Taxpayer-funded National Public Radio (NPR) reported on the push for arts funding from the Biden administration, including its own funding.
According to the Congressional Research Service (CRC), Congress appropriated $445 million to the Corporation for Public Broadcasting in 2019.
“The National Endowment for the Arts gives grants to organizations across the country — from big ones like Lincoln Center and NPR to small ones like the Wichita Falls Alliance for Arts and Culture,” NPR reported.
NPR interviewed Margie Reese, who lives in Texas and obtained an NEA grant to paint murals in “economically distressed areas”:
“Steady” is the word Reese uses to describe federal arts funding under President Trump. Even though each of his budgets proposed eliminating the arts and humanities endowments — as well as the Institute of Museum and Library Services — Congress rejected the cuts.
Earlier this year, the Bureau of Economic Analysis and the National Endowment for the Arts released a report that said the arts contributed 4.5 percent to the country’s GDP in 2017. That’s more than agriculture and transportation. Arts advocate Charles Segars, head of the Ovation TV network, says it’s time for the arts to be taken just as seriously by the White House, by creating a cabinet level Secretary of Arts and Culture.
NPR interviewed Kal Penn, who was appointed by Barack Obama to head the president’s Committee on the Arts and Humanities, which he said was not relaunched under Trump.
Penn told NPR he hopes the arts see an “astronomical increase” under the Biden administration.
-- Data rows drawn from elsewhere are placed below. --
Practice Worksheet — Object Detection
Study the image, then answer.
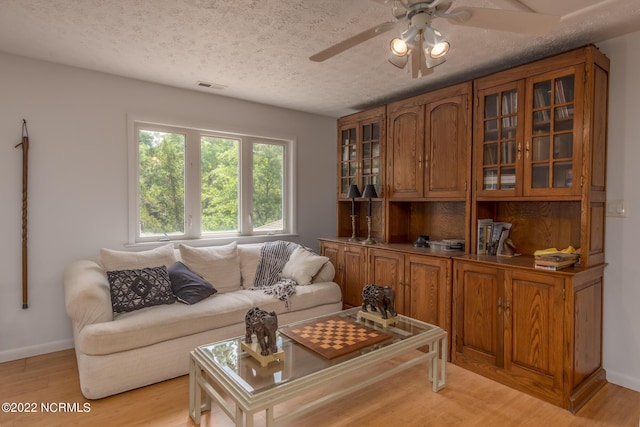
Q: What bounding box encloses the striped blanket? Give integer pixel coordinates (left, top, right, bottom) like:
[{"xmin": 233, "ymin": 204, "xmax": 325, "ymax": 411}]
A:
[{"xmin": 253, "ymin": 240, "xmax": 298, "ymax": 307}]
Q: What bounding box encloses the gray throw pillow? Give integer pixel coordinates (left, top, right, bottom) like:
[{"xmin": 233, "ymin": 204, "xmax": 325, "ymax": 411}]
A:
[
  {"xmin": 107, "ymin": 265, "xmax": 176, "ymax": 313},
  {"xmin": 169, "ymin": 261, "xmax": 217, "ymax": 305}
]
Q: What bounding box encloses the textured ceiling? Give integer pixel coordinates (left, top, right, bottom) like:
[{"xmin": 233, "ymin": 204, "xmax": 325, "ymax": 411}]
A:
[{"xmin": 0, "ymin": 0, "xmax": 640, "ymax": 117}]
“When you say, ok, well, why did you spend all this money to save this theater — yes, you’re saving the theater, and maybe you’re saving the 500 jobs that the theater provides for the local community, but you’re also then saving the restaurants that people go to the night of the show,” Penn said. “You’re saving the hotels that the visiting artists stay at. You’re saving, you know, the parking facility.”
“And it may sound like very little, but when you when you start to multiply that by the numbers of businesses like this that exist around the country, you can see why investing in in the arts really makes economic sense,” Penn said.